The containers, iterators and algorithms of the STL use template metaprogramming heavily. However, learning this is still quite an uphill task for most programmers. I love this book because it cleanly sidesteps that part of C++, while still being to introduce and provide a compendium of usage of the STL classes. The reader only needs to read and understand the introductory chapters. The rest of the book serves as a reference to lookup when he actually faces a task that needs a container or algorithm. Chapter 6 (Containers) and Chapter 9 (Algorithms) are what I refer to most frequently almost every day. There are very few books which deal with the C++ standard library, thankfully this one is very good! The C++ Standard Libary is a must-have reference for all C++ programmers.


.Net Book Zero

Rating: 4/4 (The perfect introductory C# book for C and C++ programmers!)

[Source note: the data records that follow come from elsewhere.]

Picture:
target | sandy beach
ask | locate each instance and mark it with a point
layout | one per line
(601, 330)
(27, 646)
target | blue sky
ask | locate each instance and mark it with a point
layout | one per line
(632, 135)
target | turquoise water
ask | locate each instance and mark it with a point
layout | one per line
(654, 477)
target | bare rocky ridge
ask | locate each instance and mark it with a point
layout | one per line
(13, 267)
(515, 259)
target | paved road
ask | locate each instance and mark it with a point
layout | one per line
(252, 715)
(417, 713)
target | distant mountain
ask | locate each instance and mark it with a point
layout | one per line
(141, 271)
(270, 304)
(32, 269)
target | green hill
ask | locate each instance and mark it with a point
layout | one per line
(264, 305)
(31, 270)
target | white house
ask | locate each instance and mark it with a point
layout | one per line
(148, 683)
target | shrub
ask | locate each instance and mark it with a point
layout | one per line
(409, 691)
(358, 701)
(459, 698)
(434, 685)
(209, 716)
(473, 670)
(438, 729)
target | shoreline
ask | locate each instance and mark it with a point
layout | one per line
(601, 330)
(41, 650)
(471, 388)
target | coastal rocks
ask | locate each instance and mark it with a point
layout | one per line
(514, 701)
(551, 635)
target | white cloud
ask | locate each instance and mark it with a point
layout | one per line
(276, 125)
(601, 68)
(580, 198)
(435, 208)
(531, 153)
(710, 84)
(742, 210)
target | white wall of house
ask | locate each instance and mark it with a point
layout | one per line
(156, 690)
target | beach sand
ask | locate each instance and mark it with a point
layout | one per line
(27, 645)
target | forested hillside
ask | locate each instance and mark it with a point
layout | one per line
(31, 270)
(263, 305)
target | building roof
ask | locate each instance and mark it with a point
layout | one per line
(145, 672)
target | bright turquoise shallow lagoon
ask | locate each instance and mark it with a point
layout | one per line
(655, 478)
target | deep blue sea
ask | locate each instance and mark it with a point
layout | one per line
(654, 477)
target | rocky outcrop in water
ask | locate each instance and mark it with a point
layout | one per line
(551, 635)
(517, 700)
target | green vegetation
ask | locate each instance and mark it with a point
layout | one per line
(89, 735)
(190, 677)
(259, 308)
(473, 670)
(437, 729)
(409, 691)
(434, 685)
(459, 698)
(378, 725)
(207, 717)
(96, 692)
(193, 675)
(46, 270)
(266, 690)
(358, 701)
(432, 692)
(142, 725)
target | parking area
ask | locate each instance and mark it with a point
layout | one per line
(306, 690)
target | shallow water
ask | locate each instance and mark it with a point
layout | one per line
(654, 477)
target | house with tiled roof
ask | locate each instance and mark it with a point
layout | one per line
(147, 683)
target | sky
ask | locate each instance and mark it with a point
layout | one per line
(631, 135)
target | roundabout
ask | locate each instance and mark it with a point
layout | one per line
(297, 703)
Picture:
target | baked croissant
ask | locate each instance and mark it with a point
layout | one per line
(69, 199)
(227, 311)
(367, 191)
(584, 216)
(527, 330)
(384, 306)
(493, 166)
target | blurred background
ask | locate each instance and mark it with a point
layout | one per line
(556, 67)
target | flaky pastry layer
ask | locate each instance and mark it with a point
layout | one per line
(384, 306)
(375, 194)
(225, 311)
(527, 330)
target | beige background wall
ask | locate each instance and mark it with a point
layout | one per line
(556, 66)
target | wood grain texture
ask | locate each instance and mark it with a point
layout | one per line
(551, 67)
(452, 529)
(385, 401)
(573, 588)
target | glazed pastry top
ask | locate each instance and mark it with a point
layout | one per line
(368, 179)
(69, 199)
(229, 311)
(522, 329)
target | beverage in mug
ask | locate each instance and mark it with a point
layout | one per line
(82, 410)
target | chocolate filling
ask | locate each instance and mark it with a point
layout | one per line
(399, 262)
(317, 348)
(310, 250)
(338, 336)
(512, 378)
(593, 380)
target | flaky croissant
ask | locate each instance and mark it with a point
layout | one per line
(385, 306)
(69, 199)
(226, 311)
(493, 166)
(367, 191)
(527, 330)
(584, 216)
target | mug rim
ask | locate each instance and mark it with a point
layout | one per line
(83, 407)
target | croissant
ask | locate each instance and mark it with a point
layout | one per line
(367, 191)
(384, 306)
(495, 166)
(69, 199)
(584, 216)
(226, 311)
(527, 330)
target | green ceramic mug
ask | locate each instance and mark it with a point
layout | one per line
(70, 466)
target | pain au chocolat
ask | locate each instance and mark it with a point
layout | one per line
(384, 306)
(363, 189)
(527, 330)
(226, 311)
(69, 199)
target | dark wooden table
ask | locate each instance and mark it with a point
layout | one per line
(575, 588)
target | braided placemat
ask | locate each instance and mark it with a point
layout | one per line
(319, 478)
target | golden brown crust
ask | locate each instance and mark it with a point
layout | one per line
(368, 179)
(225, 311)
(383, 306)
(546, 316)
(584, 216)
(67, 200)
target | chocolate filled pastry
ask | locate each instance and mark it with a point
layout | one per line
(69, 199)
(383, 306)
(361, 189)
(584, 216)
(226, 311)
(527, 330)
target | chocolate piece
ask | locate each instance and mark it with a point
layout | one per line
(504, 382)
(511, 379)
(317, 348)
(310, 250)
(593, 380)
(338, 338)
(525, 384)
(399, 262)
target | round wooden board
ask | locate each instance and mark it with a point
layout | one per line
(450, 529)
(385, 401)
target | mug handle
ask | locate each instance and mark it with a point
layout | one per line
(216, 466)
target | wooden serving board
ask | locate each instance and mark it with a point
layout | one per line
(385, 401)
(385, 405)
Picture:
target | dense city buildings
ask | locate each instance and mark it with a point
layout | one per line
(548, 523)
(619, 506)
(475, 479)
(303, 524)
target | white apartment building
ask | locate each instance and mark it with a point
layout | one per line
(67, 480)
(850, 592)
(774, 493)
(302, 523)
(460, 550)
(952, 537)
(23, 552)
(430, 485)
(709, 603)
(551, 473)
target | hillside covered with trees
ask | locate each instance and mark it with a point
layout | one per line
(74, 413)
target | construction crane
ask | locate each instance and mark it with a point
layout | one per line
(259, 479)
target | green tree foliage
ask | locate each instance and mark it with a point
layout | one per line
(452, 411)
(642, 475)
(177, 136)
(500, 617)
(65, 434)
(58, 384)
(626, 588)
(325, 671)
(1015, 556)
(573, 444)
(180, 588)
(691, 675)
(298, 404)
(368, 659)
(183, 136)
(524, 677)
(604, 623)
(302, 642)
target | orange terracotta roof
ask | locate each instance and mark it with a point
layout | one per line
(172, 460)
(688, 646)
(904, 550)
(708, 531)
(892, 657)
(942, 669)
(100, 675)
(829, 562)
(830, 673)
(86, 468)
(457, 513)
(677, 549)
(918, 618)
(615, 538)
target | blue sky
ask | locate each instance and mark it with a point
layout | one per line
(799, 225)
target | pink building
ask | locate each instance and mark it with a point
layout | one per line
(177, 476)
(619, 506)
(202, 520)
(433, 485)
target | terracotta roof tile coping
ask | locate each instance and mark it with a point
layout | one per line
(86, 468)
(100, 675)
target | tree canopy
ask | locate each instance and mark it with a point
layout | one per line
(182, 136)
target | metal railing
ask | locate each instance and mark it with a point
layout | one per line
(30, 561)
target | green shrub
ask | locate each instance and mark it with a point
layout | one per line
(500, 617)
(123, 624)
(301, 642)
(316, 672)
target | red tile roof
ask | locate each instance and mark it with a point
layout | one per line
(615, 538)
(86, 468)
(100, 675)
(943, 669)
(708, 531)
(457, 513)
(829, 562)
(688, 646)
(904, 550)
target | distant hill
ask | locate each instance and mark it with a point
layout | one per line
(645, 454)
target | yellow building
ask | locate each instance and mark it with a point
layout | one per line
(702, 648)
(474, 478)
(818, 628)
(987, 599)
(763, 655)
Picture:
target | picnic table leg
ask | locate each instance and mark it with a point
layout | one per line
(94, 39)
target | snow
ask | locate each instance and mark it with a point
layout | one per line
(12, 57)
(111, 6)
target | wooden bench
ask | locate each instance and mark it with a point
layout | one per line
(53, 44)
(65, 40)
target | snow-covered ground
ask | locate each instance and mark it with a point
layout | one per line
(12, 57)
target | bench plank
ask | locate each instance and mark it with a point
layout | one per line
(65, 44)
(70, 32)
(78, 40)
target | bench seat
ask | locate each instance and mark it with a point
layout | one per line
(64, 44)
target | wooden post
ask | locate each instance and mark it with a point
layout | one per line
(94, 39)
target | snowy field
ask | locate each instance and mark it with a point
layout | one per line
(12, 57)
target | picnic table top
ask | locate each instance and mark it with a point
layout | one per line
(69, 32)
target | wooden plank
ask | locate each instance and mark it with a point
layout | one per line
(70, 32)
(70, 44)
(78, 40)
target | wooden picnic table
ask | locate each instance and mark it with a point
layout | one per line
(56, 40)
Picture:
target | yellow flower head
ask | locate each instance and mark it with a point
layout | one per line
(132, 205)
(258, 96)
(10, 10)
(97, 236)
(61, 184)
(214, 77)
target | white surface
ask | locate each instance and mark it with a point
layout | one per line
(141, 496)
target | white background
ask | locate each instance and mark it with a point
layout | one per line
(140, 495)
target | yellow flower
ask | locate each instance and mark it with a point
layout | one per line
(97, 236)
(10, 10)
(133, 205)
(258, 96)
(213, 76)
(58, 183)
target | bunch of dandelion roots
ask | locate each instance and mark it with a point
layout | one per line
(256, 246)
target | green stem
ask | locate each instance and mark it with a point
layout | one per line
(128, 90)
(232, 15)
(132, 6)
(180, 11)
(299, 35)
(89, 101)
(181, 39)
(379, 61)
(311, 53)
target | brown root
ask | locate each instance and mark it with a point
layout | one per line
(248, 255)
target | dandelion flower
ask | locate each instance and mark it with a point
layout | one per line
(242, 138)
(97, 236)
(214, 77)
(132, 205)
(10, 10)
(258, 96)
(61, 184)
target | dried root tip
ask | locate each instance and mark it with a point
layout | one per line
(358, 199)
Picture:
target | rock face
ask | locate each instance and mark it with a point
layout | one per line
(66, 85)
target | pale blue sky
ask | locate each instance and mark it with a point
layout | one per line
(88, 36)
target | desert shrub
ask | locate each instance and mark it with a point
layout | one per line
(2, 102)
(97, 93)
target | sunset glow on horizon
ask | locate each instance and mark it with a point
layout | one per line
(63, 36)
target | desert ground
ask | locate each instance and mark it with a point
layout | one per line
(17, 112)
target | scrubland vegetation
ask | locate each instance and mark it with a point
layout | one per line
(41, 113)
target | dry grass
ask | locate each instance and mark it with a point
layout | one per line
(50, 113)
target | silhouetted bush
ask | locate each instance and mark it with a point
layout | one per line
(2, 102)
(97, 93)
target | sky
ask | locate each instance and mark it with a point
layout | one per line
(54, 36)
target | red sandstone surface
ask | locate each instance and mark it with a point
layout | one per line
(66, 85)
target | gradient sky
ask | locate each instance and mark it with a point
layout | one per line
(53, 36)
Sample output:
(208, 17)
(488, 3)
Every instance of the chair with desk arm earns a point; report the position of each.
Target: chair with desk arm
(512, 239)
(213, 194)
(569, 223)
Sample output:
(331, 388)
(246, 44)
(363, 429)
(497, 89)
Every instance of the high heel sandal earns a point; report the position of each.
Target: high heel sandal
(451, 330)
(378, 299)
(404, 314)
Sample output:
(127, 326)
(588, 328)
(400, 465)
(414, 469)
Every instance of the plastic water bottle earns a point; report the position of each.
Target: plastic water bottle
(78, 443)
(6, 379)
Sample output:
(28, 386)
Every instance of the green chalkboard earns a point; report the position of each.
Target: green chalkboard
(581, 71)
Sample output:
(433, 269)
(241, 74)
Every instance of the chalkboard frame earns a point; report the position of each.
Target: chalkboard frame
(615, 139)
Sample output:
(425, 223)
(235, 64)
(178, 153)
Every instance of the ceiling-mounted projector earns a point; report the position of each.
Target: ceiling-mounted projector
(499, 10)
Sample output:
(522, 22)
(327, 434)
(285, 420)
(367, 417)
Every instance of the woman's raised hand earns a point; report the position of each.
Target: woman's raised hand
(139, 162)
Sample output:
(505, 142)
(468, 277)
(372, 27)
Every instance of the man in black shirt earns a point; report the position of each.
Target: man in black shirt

I am most comfortable with C and C++, though it is mostly a love-hate relationship. C# is a modern programming language for the .Net platform and I have wanted to try it for sometime. I looked around for some good books and found most C# books to be horribly written. I mean, anyone can teach the keywords of the language and syntax. What one wants from a book is a deeper introduction. I finally found my match in .Net Book Zero by Charles Petzold. Petzold is a technical author who is legendary for his Programming Windows series of books. .Net Book Zero is his book for C and C++ programmers who want to learn C# and .Net.

Call me old fashioned, but I love it when the author says “Close your Visual Studio kid! Let me show you how to write and compile a C# program at the command-line using the C# compiler (csc.exe). Now, let us disassemble the program using the IL Disassembler (ildasm.exe) and examine the IL code the compiler produced for our program.”

I used version 1.1 of this book, which is updated only up to C# 2.0. I did not mind this, so the book was perfect for my needs! Petzold quickly glosses over features which work the same in C# as in C and C++. Instead he focuses on features that are new or work in subtly different ways. I especially loved the depth with which value types (allocated on the stack) and reference types (allocated on the managed heap) are covered all throughout the book. It is this kind of writing that enables a C/C++ programmer to come through this 250+ page book with an in-depth knowledge of how the gears crank underneath C#. The one thing that is missing in this book is a good index. I cannot think of an introductory C# book that is better suited for the C/C++ audience. Highly recommended. Petzold made a mistake sharing the book for free 😉

The book has some spelling mistakes, I have compiled the errata here.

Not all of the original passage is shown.